Robert Russo: General manager, PCI Security Standards Council
More than 25 years of industry experience
Your best defense against becoming the victim of a data breach is to be compliant with the payment card industry (PCI) standards. If you become PCI compliant, you’ve already reached the level that you need to be at to protect consumers’ credit card data.
We are continually updating the standard, with input from all of our stakeholders, because obviously the people who are stealing credit card data are not sitting still. Once data thieves come up with one way to breach a system, they move on to discovering the next.
The people who should be concerned with being PCI standard-compliant are those storing, moving or collecting credit card data. A merchant accepting the credit card data should ensure that any third parties that will handle this data are also compliant.
At this point we are seeing a lot of uptake on compliance. A data breach could have not only a detrimental effect, but could also literally put you out of business. I’m not just talking about fines — I’m talking about brand recognition and confidence, people walking away and not using your brand anymore.
Consumers are not quite savvy enough to know the difference between credit card fraud and identity theft. When somebody steals their credit card, they think their identity has been stolen. They panic and think that people are able to open up new credit cards in their name.
From my standpoint, and a security standpoint, this fact only serves the greater good. Consumers then go the merchant and say “Are you PCI-compliant? Are you guys protecting my data?”

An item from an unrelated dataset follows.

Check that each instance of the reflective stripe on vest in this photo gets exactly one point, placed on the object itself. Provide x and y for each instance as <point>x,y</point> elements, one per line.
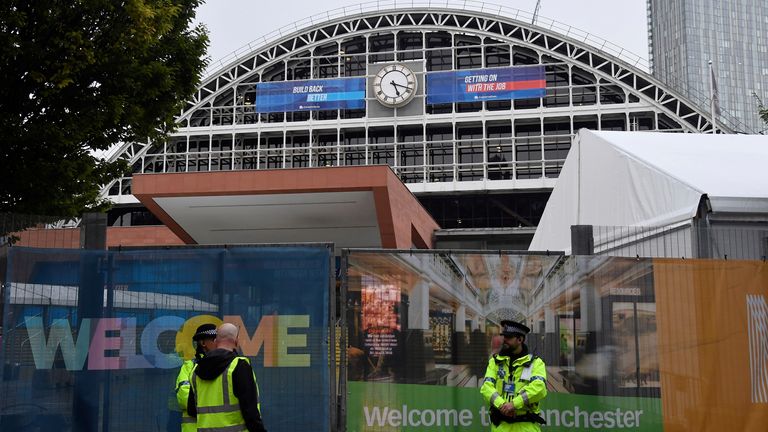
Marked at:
<point>527,372</point>
<point>218,409</point>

David Taylor: President, PCI Alliance; founder, PCI Knowledge Base and VP of data security strategies, Protegrity
If you think that PCI compliance and protecting customer data are the same thing, then I have some news for you: Anyone familiar with the Sarbanes-Oxley Act of 2002 knows that compliance is a whole different ballgame from security.
PCI standards provide a technical roadmap for companies that haven’t done much to protect valuable customer data. The problem is with the process of achieving compliance. In an effort to build up compliant percentages while shoring up consumer confidence, the process gives merchants credit for having a particular control in place — even if that control doesn’t actually work properly. The most obvious examples are security policies that are neither followed nor enforced, intrusion detection systems than are incorrectly tuned, or alerts that are not monitored on a daily basis. PCI Knowledge Base is currently conducting a survey about what merchants are doing to achieve PCI compliance.
One of the most frightening implications of the rush to declare victory in the PCI war is that once a company has implemented security controls, it is actually more liable if it experiences a breach. Companies who have software to alert them to a problem, but who ignore the alerts, have exhibited negligence.
The checklist approach to security, which PCI encourages by being so technically comprehensive, can be counter-productive and expose the company to greater risk, if the staff and skills aren’t in place to actually follow the procedures, monitor the systems and take immediate action.
THE DECISION: Knockout
While Russo maintains that constant adjusting of the PCI compliance and monitoring of new data theft tactics is a cure-all for good data security, Taylor suggests strengthening both the processes and systems for employees and software. He warns that the checklist approach may have a dangerous placebo effect. While PCI is undeniably a good first step, DMNews agrees that it should not be your only one.